Judge Accused of Bias Quits 3 Diocese Cases
Albany -- Recusal Comes after Plaintiffs' Lawyer Asks Appeals Court to Oust Jurist from Civil Lawsuits

By Andrew Tilghman
Albany Times Union [Albany NY]
March 14, 2003

State Supreme Court Justice Joseph Teresi has removed himself from three lawsuits involving the Albany Diocese, stepping aside amid questions about his impartiality and his alleged secret communications with church officials.

Teresi's recusal came two days after attorney John Aretakis, whose clients were sexually abused by priests, urged an appeals court to remove the judge, contending the jurist is biased in favor of the church.
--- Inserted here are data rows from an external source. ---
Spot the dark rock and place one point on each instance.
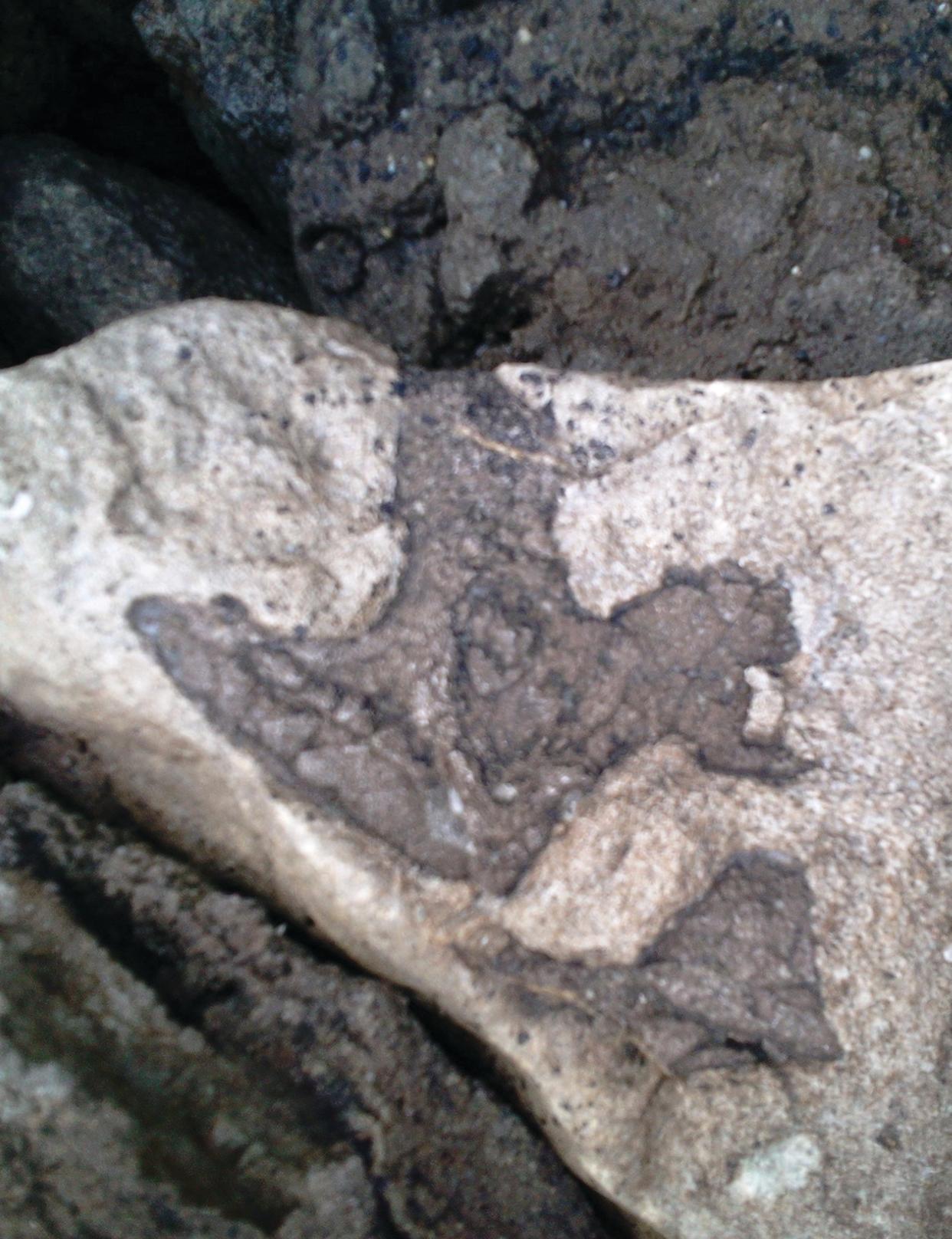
(34, 62)
(84, 241)
(173, 1062)
(231, 71)
(666, 190)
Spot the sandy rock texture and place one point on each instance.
(173, 1062)
(608, 718)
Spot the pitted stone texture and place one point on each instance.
(721, 985)
(264, 1089)
(86, 241)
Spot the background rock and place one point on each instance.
(231, 68)
(716, 191)
(172, 1061)
(84, 241)
(556, 613)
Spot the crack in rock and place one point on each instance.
(732, 979)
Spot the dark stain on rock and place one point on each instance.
(472, 718)
(730, 981)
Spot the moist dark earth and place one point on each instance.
(467, 722)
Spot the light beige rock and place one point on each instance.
(810, 1102)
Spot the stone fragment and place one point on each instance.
(231, 68)
(659, 189)
(86, 239)
(485, 708)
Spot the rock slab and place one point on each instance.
(609, 718)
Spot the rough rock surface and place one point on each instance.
(608, 718)
(231, 68)
(84, 241)
(714, 190)
(32, 62)
(672, 190)
(233, 1086)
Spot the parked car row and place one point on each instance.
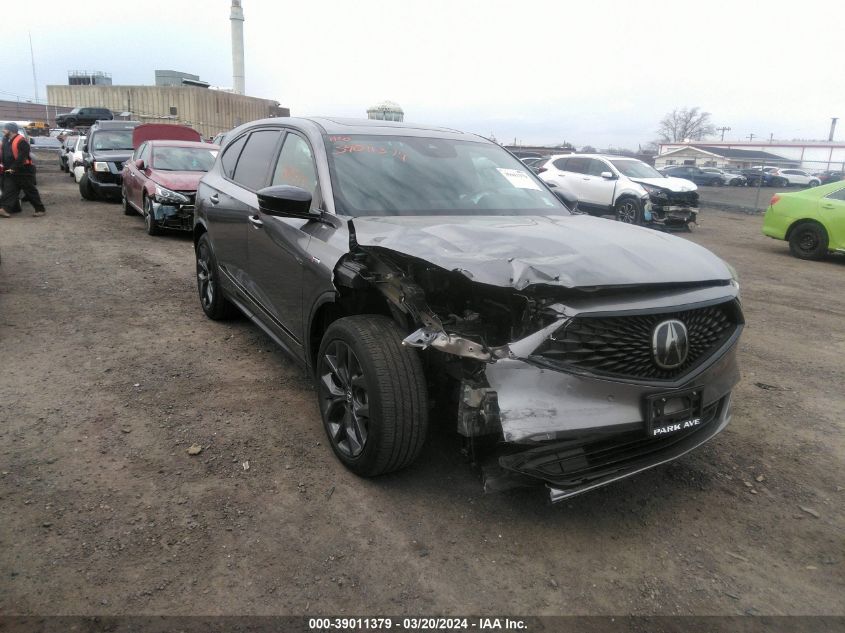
(627, 188)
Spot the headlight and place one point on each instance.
(652, 190)
(167, 196)
(734, 276)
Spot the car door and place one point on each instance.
(576, 177)
(597, 190)
(278, 246)
(832, 211)
(130, 177)
(227, 204)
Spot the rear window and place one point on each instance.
(183, 158)
(105, 140)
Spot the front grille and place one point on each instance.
(622, 346)
(577, 462)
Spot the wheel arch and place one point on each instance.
(803, 221)
(331, 306)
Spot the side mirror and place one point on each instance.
(286, 202)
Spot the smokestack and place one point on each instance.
(237, 20)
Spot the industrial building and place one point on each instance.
(386, 111)
(207, 111)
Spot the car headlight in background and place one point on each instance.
(734, 278)
(168, 196)
(652, 190)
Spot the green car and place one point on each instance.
(812, 220)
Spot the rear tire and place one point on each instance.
(808, 240)
(372, 395)
(85, 188)
(629, 211)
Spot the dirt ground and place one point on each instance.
(110, 371)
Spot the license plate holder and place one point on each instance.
(672, 412)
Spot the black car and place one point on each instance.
(416, 270)
(82, 117)
(108, 146)
(695, 174)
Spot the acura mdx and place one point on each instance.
(413, 270)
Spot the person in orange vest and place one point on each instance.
(18, 173)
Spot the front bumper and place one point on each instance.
(179, 217)
(575, 431)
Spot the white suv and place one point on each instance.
(787, 176)
(627, 188)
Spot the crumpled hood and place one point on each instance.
(112, 155)
(670, 183)
(177, 180)
(569, 251)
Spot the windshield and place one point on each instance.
(636, 169)
(183, 158)
(112, 139)
(403, 175)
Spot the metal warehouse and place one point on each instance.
(208, 111)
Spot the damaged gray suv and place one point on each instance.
(424, 274)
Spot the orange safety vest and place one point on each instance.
(15, 151)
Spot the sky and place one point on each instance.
(593, 72)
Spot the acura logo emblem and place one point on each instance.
(670, 344)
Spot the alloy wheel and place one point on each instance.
(808, 241)
(627, 212)
(205, 277)
(343, 399)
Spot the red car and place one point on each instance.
(160, 182)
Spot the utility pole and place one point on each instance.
(32, 57)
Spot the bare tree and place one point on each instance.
(685, 123)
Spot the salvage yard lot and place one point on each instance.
(110, 371)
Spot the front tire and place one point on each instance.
(214, 304)
(629, 211)
(808, 240)
(149, 218)
(372, 395)
(85, 188)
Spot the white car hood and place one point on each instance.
(671, 183)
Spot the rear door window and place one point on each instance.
(230, 156)
(597, 167)
(253, 168)
(578, 165)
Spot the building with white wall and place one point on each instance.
(813, 156)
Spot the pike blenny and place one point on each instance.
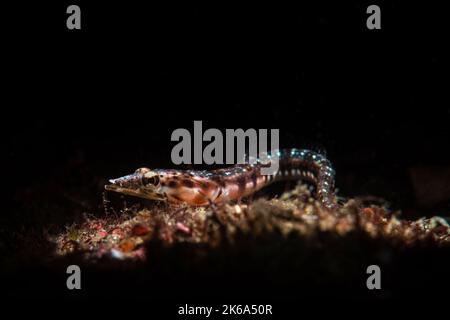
(200, 188)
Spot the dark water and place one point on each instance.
(82, 107)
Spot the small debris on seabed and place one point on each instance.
(124, 237)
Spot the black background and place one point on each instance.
(91, 104)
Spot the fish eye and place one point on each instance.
(150, 181)
(142, 170)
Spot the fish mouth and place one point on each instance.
(134, 192)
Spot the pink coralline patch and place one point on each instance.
(140, 230)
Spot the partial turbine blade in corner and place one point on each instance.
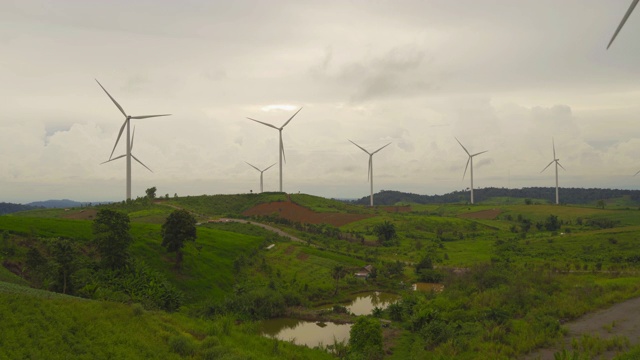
(148, 116)
(252, 166)
(140, 162)
(624, 20)
(115, 158)
(112, 99)
(291, 118)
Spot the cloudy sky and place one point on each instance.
(500, 75)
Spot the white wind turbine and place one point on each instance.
(133, 156)
(624, 20)
(469, 160)
(261, 172)
(557, 161)
(281, 146)
(129, 142)
(370, 171)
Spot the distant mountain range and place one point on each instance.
(578, 196)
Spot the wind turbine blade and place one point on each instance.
(545, 168)
(380, 148)
(140, 162)
(291, 118)
(464, 148)
(115, 158)
(133, 135)
(148, 116)
(561, 165)
(112, 99)
(264, 123)
(284, 157)
(252, 166)
(118, 139)
(465, 168)
(361, 148)
(624, 20)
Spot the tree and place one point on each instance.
(337, 273)
(112, 238)
(64, 255)
(151, 193)
(385, 231)
(179, 228)
(365, 339)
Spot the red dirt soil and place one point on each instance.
(482, 215)
(295, 212)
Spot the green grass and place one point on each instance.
(64, 327)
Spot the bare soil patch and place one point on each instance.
(297, 213)
(621, 319)
(482, 215)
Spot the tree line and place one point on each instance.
(578, 196)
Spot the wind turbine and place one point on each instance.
(129, 142)
(261, 172)
(557, 161)
(133, 156)
(370, 171)
(624, 20)
(469, 160)
(281, 146)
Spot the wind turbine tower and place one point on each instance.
(126, 124)
(469, 161)
(370, 171)
(133, 156)
(261, 172)
(557, 161)
(281, 146)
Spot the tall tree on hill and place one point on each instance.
(112, 238)
(179, 228)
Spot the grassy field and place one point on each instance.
(516, 277)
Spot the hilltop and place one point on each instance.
(576, 196)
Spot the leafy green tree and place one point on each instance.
(337, 273)
(64, 254)
(179, 228)
(386, 231)
(112, 238)
(151, 193)
(365, 339)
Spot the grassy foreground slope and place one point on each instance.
(38, 326)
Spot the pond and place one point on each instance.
(312, 334)
(428, 287)
(304, 332)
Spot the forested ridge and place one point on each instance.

"I have become the public focus of these cases. That attention is not beneficial to the plaintiffs or the defendants," Teresi wrote in letter Wednesday to state Supreme Court Justice Thomas Keegan, the administrative judge for the Third District, a seven-county area that includes Albany County.

A new judge will be assigned to the three lawsuits, in which people who say they were victims of sexual abuse allege church officials tried to intimidate and manipulate them in an effort to prevent them from filing formal complaints or hiring attorneys.

Teresi rejected Aretakis' first request for recusal in February, which contended Teresi may be biased in favor of the church because he is a deeply religious Catholic and his wife teaches at a Catholic school in Delmar.

The latest questions about confidential communications between the judge and the diocese arose after Teresi issued on Feb. 10 a "strict cautionary," warning attorneys against public statements about current and future lawsuits involving the Albany Diocese.

Victims said they considered the sweeping order an effort to silence them and to stop them from speaking out about clergy abuse and the way church leaders handled it. Teresi subsequently clarified his warning, saying it applied solely to lawyers.

Teresi made the order after to a selection of newspaper articles about sexual abuse by Albany priests, which he said illustrated his concerns about public statements that could prejudice potential jurors in current and future lawsuits.

New allegations indicate that church officials sent some of those newspaper stories to Teresi, communication that the judge and the church's attorney did not disclose, according to a 38-page motion that Aretakis filed Monday with the Appellate Division of state Supreme Court in Albany.

In most cases, disciplinary codes prohibit judges and lawyers from communicating privately -- or "ex parte" -- about pending legal matters. Violations can lead to sanctions.

Several of the news articles, which the judge said he "culled from various sources," have computer coding at the top and bottom of the pages indicating they were printouts from from the diocese's spokesman, Ken Goldfarb. One article contains handwriting that Aretakis identified as that of the church's attorney, Michael Costello.

The Rev. Kenneth Doyle in a statement Monday said: "The Albany Diocese and its attorneys have conducted themselves properly throughout these proceedings. They will answer the motion in court."

Aretakis said he hopes the appellate court will overturn the "gag order" that he said has prohibited him from publicly advocating on behalf of his clients who say they were sexually abused by Albany priests.

"I believe the diocese and their lawyers still need to explain why the court has documents from the diocese and their lawyer, and how these documents factored into the gag order," he said Wednesday.

The lawsuits filed by Aretakis are not based on sexual abuse that allegedly took place decades ago; therefore, they do not fall within the state's three-year statute of limitations. Instead, the lawsuits target the conduct of church officials last year when alleged victims came forward with complaints. One suit seeks $450,000, the other two do not include monetary figures. Teresi was elected to the bench in 1993.

He presided over the 2000 trial in Albany of four white New York City police officers acquitted in the Amadou Diallo killing. Teresi was censured by the state Commission on Judicial Conduct in 2001 for being discourteous and putting people in jail for contempt without a hearing.